Figure 3. Motor unit synchronisation during postural, shortening and lengthening contractions

The mean (± s.e.m.) strength of motor unit synchronisation based on the index CIS (A) and index E (B) and the width of the central synchronous peak (C) in 23 motor unit pairs during the different contractions. * P < 0.05 compared with postural and shortening contractions. † P < 0.05 compared with postural contractions and P < 0.01 compared with lengthening contractions. ‡ P < 0.05 compared with lengthening contractions.

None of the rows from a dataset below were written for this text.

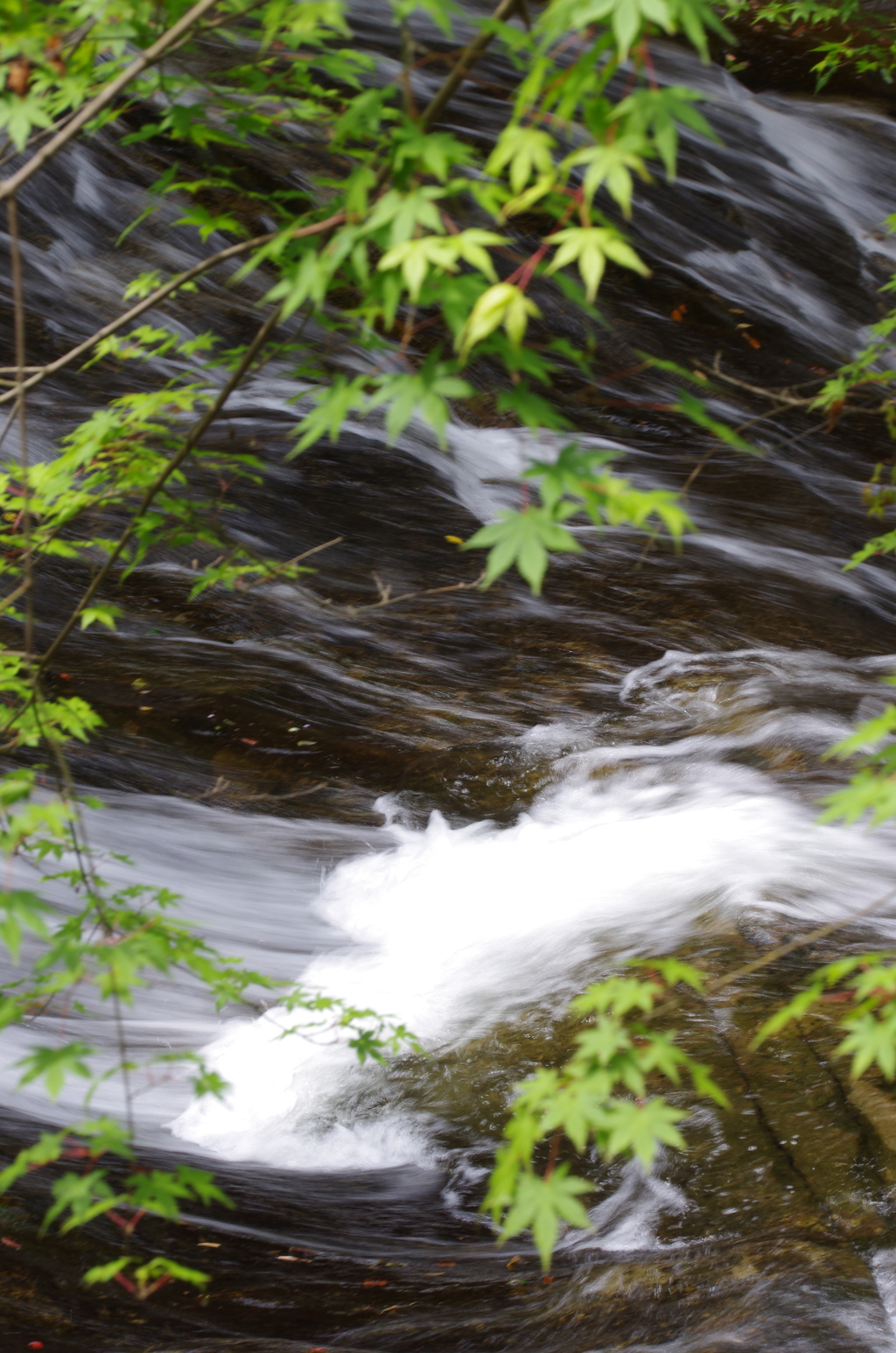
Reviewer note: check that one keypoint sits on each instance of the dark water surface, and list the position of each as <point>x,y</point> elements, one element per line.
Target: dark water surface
<point>626,765</point>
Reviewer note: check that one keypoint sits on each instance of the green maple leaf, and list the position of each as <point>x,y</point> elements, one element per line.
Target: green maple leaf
<point>640,1129</point>
<point>542,1203</point>
<point>522,539</point>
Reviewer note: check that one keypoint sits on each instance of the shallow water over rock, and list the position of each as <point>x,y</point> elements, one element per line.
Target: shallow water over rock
<point>490,798</point>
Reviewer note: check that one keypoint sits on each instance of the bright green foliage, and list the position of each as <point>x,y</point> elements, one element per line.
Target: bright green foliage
<point>581,1103</point>
<point>577,483</point>
<point>868,981</point>
<point>146,1278</point>
<point>589,248</point>
<point>403,232</point>
<point>873,788</point>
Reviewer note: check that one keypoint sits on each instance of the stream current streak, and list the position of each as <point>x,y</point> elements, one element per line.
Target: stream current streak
<point>628,765</point>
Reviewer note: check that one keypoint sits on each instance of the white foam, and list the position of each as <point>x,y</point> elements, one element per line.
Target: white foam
<point>457,929</point>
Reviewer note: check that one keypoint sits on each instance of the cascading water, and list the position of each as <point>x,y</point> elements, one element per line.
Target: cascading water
<point>630,763</point>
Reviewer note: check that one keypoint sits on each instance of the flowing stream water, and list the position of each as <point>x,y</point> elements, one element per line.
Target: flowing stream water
<point>493,797</point>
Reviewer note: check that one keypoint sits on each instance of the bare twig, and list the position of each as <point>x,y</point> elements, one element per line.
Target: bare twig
<point>161,292</point>
<point>106,96</point>
<point>466,61</point>
<point>155,488</point>
<point>18,299</point>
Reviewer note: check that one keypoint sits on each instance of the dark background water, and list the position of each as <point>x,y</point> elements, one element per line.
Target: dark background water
<point>774,1230</point>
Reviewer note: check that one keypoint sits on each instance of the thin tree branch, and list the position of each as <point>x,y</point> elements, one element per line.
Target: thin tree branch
<point>106,96</point>
<point>466,61</point>
<point>18,300</point>
<point>161,292</point>
<point>176,460</point>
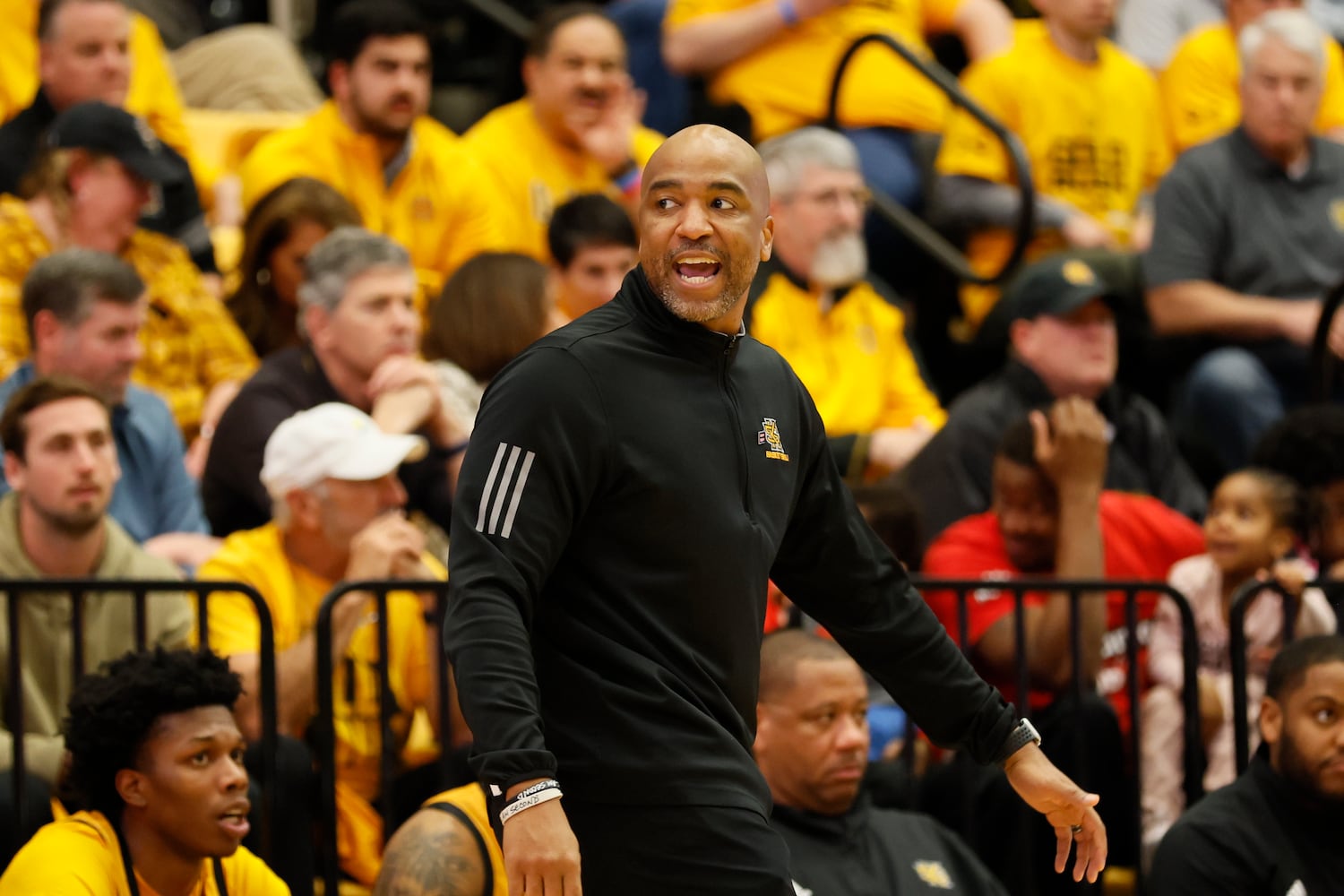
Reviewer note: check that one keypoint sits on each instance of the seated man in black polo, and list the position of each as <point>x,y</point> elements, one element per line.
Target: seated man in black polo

Figure 4. Relations between motor unit synchronisation and discharge characteristics

The synchrony index CIS (A and B) and synchrony index E (C and D) are plotted against the geometric mean discharge rate (A and C) and the geometric mean of the coefficient of variation for discharge rate (B and D) of the motor unit pairs contributing to the cross-correlogram during postural (○), shortening (•), and lengthening (▴) contractions. Linear regression revealed a weak negative correlation between the synchrony index E and motor unit discharge rate for all motor units (fitted line in C; r² + 0.09, P < 0.01), whereas an association was not observed between the synchrony index CIS and discharge rate (A). There was a positive relation between the synchrony index CIS and coefficient of variation for discharge rate (B) for all motor units (continuous line in B; r² + 0.12, P < 0.01) and for lengthening contractions (dashed line in B; r² + 0.35, P < 0.01). Similarly, there was a positive relation between the synchrony index E and the coefficient of variation for discharge rate for all motor units (fitted line in D; r² + 0.10, P < 0.01).

Figure 5. The incidence of significant coherence during postural, shortening and lengthening contractions

A-C, the percentage of all motor unit pairs showing significant coherence as a function of frequency during postural, shortening and lengthening contractions. D-F, the difference in the incidence of significant coherence between shortening and postural contractions, lengthening and postural contractions, and lengthening and shortening contractions. There was a greater incidence of significant coherence for the shortening and lengthening contractions compared with postural contractions.

Figure 6. The strength of coherence during postural, shortening and lengthening contractions

Mean (A) and normalized (B) strength of coherence as a function of frequency for 23 motor unit pairs recorded during postural (continuous line), shortening (dashed line) and lengthening (dotted line) contractions. The data were plotted on a log-linear scale to emphasise the differences in coherence within the low- (2-12 Hz) frequency band. The strength of coherence was reduced in the shortening contractions compared with the postural and lengthening contractions between 5 and 8 Hz. There was no difference in the strength of coherence between the different contractions at higher frequencies.

Figure 7. Relation between motor unit synchronisation and coherence during shortening and lengthening contractions

The synchrony index CIS (A-D) and index E (E-H) are plotted against the maximum value of coherence in the 2-12 Hz (A and B; E and F) and 16-32 Hz (C and D; G and H) frequency bands for each motor unit pair during shortening and lengthening contractions. The significant linear relations are for motor units from shortening contractions in the 2-12 Hz and 16-32 Hz frequency range (r² values of 0.20-0.45), and lengthening contractions in the 2-12 Hz range only (r² values of 0.22-0.30). For all tasks (data not shown), the strongest relations were observed between the synchrony index E and maximum coherence in the 2-12 Hz frequency band.